Editor Chris DeVito has compiled an impressive collection of “almost every known [John] Coltrane interview—as well as articles, reminisces, and liner notes that include quotes by Coltrane.” They are presented in chronological order and show the growth of Trane as an artist through his words.
And it certainly seems extremely thorough. The first piece in the book is a 1952 article from The Baltimore Afro-American by Rufus Wells entitled “The Afro Goes to a Be-Bop Concert” where the one quote from Trane in the piece is only “Yeah” in response to something trumpeter Johnny Birks said. Thankfully, Trane is more forthcoming in the rest of the book’s selections.
The interviews take place between 1955 and 1966 and feature interviewers from the U.S., Europe, and Japan. While some artists are only good at expressing themselves through their art, Trane comes off as a very thoughtful, contemplative person when talking about his work. He comes off most at ease in the book’s longest interview when talking with August Blume in 1955 who was clandestinely recording their after-dinner conversation until Trane notices the machine and understandably becomes self-conscious.

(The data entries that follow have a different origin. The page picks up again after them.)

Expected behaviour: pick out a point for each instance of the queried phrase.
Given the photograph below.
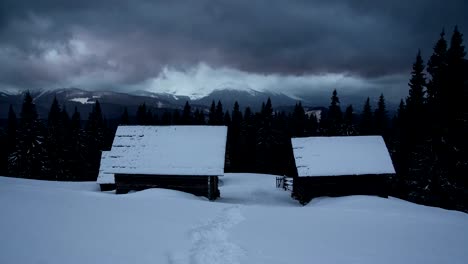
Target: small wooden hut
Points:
(184, 158)
(339, 166)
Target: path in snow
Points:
(210, 242)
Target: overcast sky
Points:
(193, 47)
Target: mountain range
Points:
(113, 103)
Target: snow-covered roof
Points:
(334, 156)
(165, 150)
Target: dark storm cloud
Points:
(52, 42)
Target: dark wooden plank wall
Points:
(306, 188)
(198, 185)
(107, 187)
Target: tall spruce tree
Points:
(77, 161)
(212, 114)
(27, 159)
(142, 115)
(456, 96)
(334, 116)
(298, 121)
(124, 120)
(366, 125)
(186, 118)
(199, 117)
(381, 117)
(437, 68)
(55, 144)
(219, 114)
(234, 138)
(11, 133)
(95, 138)
(348, 121)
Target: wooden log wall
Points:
(306, 188)
(206, 186)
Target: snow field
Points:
(253, 222)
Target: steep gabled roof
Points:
(165, 150)
(335, 156)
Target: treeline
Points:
(57, 148)
(427, 138)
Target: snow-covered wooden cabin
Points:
(338, 166)
(184, 158)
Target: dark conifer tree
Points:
(381, 117)
(212, 114)
(298, 121)
(417, 84)
(95, 138)
(27, 159)
(366, 126)
(312, 125)
(219, 114)
(437, 68)
(456, 115)
(348, 121)
(77, 162)
(186, 118)
(142, 115)
(227, 119)
(149, 120)
(11, 133)
(334, 116)
(234, 138)
(199, 117)
(176, 117)
(124, 118)
(166, 118)
(55, 168)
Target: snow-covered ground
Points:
(253, 222)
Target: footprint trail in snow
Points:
(210, 242)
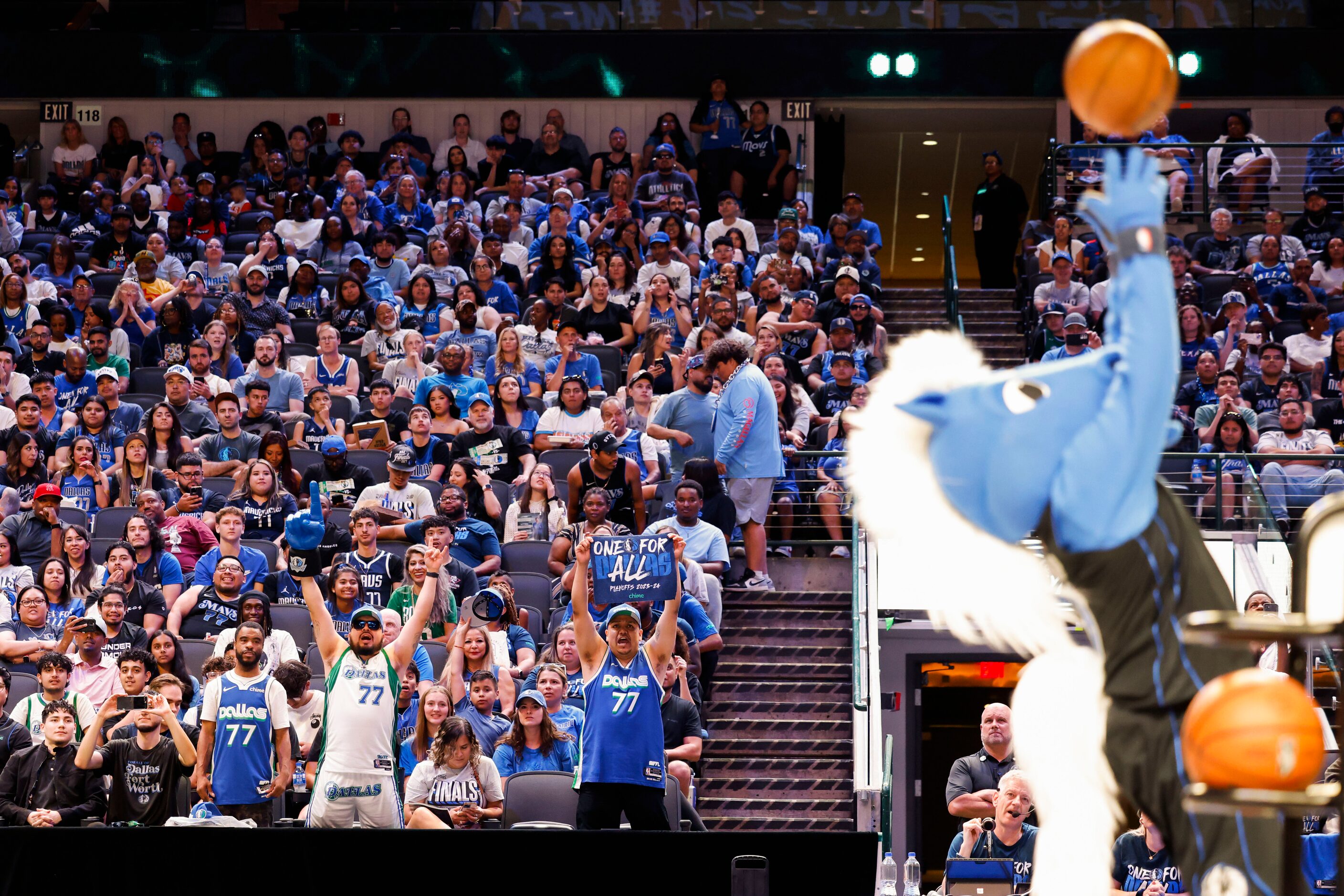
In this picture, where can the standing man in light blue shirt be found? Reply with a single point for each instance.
(746, 448)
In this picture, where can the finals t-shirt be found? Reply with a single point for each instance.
(144, 785)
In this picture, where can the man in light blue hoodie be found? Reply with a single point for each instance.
(746, 448)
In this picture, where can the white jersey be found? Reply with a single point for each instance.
(361, 715)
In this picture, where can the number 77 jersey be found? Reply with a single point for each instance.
(623, 729)
(361, 717)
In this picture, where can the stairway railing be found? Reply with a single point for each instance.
(949, 271)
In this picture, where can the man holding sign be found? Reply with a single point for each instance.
(621, 761)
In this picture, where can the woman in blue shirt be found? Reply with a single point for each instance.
(534, 743)
(1194, 338)
(264, 504)
(408, 210)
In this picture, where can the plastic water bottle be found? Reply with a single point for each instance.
(912, 875)
(889, 876)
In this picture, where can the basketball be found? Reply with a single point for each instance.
(1119, 77)
(1253, 729)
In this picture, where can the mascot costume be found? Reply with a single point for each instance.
(1069, 450)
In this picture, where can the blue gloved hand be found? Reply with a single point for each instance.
(304, 531)
(1135, 197)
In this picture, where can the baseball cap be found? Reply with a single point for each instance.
(402, 458)
(373, 613)
(604, 441)
(623, 609)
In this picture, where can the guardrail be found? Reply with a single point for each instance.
(951, 292)
(1076, 167)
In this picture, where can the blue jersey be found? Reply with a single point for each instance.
(242, 760)
(623, 725)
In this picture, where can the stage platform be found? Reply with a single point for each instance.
(351, 863)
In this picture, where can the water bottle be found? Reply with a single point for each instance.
(912, 876)
(889, 876)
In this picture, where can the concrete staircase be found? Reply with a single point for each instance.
(989, 317)
(780, 754)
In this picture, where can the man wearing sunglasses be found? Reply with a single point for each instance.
(358, 776)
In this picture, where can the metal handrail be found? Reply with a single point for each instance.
(951, 292)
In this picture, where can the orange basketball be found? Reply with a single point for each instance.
(1253, 729)
(1119, 77)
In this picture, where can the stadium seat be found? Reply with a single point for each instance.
(526, 557)
(222, 484)
(268, 549)
(144, 399)
(296, 621)
(22, 686)
(541, 800)
(533, 590)
(562, 461)
(437, 652)
(111, 521)
(148, 381)
(195, 653)
(374, 460)
(74, 516)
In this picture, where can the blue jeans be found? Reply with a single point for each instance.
(1281, 490)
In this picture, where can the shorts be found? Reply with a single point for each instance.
(340, 800)
(753, 499)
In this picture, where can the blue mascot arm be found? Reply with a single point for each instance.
(1105, 493)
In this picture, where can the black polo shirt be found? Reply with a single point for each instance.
(975, 773)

He is well versed in the work of musicians before his time and that of his contemporaries. The coolest article in the book is “Honest John: The Blindfold Test” from Down Beat in 1959 where Trane is blindfolded and played records. His accuracy in identifying what he is hearing on seven records is almost perfect. Trane doesn’t mind sharing the spotlight as friends/fellow musicians join him as interview subjects: Cannonball Adderly in the Michigan Chronicle and Eric Dolphy in Down Beat.

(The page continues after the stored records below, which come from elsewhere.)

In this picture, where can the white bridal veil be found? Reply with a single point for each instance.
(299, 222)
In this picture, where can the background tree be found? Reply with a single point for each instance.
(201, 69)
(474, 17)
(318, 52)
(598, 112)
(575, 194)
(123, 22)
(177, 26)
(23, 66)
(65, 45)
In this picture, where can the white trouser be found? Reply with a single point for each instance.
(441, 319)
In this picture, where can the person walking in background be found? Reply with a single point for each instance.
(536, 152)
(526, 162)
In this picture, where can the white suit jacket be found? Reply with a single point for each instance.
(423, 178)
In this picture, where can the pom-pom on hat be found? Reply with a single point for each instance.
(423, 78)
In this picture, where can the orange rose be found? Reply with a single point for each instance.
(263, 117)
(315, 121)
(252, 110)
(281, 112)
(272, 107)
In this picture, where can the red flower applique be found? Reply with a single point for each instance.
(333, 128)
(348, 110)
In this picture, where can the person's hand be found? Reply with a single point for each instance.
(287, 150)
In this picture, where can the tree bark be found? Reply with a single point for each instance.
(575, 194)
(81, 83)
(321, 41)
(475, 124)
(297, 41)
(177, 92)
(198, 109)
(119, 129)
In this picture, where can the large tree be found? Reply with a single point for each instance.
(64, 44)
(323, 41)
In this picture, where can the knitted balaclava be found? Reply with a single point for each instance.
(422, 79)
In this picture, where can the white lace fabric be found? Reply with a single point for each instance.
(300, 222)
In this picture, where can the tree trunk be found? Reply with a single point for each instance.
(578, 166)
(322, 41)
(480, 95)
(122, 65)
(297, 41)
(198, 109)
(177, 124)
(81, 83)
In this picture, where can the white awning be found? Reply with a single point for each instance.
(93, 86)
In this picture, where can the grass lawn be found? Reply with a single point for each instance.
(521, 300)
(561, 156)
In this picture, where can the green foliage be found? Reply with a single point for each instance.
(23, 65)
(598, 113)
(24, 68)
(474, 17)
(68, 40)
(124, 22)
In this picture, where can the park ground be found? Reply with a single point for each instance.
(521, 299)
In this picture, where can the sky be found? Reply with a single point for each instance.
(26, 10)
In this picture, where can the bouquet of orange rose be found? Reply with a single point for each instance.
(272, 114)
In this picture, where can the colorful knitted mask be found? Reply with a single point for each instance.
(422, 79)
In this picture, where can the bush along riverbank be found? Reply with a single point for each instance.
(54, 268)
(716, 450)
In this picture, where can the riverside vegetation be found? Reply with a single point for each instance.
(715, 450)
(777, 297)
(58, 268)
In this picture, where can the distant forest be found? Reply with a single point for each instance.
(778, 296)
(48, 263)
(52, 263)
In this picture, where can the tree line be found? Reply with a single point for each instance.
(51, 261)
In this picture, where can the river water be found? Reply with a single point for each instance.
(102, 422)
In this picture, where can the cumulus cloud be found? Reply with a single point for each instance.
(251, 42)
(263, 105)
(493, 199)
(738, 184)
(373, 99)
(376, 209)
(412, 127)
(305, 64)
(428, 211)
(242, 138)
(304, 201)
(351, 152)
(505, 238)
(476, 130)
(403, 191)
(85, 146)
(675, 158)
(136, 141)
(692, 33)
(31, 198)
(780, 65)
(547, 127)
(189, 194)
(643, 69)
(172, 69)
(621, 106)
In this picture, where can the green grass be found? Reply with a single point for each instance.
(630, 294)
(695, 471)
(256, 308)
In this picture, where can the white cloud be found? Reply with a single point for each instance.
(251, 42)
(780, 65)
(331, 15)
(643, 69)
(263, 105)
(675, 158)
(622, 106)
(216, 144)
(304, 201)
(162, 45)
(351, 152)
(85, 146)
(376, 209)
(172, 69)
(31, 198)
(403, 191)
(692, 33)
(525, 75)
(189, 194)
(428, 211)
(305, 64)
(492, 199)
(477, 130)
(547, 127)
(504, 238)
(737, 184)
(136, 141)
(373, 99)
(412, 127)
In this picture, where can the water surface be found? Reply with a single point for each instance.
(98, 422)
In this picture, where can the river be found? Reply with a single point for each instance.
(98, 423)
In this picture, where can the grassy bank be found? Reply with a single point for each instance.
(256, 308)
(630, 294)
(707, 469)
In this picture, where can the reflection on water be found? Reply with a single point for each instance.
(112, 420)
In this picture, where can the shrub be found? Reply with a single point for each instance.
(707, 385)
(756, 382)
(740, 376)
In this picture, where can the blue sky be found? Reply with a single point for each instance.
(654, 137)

Trane is also interviewed for album liner notes. Jazz critic Nat Hentoff wrote the majority featured here: Giant Steps, “Live” at the Village Vanguard, Meditations, Live at the Village Vanguard Again!, and Kula Se Ma. Dom Cerulli authored the notes for Africa/Brass, Stanley Dance for Duke Ellington & John Coltrane, and on one of his most personal records, A Love Supreme, it’s no surprise the notes are written by Trane himself.

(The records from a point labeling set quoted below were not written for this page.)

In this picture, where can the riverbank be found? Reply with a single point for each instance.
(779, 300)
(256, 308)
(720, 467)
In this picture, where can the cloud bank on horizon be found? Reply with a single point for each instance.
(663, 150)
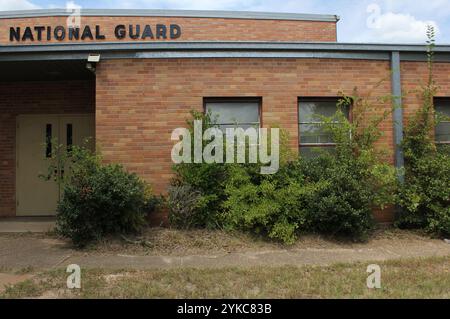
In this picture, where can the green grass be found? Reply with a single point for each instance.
(407, 278)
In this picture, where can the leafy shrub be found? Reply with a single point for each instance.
(100, 200)
(342, 205)
(265, 204)
(203, 181)
(425, 194)
(184, 205)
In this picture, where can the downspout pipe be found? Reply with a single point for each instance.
(398, 112)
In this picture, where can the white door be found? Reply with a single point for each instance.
(36, 196)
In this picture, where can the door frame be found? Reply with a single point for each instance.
(17, 153)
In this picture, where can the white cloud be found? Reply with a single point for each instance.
(16, 5)
(397, 27)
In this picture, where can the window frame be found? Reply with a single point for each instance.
(317, 99)
(246, 99)
(441, 99)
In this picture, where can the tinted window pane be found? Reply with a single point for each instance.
(314, 133)
(442, 130)
(443, 108)
(314, 151)
(308, 110)
(234, 112)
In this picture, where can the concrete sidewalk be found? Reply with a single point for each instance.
(26, 224)
(41, 253)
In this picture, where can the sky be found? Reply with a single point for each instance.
(376, 21)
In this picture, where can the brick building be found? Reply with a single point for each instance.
(129, 77)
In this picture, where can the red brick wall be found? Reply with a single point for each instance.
(33, 98)
(140, 102)
(414, 75)
(193, 29)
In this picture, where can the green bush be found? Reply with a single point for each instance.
(204, 181)
(342, 204)
(269, 205)
(185, 204)
(425, 194)
(101, 200)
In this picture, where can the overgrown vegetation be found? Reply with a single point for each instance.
(333, 193)
(196, 194)
(425, 194)
(98, 199)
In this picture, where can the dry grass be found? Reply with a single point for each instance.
(407, 278)
(166, 241)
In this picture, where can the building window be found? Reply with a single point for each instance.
(442, 130)
(312, 136)
(229, 112)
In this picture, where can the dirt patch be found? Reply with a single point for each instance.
(12, 279)
(173, 242)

One of the last pieces to conclude the book is Herb O’Brien’s heartfelt remembrance “Trane’s Gone” after liver cancer ended his life at the much-too-early age of 40 on July 17, 1967. The two appendices are interviews taken after his death of people who knew him, childhood friend Franklin Brower and music teacher Isadore Granoff. They present their view of a younger Trane before these interviews and help create a fuller picture of the man’s entire life.
DeVito does a supreme job creating this one-stop interview archive for fans that comes close to serving as a biography. Coltrane on Coltrane is well worth owning for those curious about the man behind the music.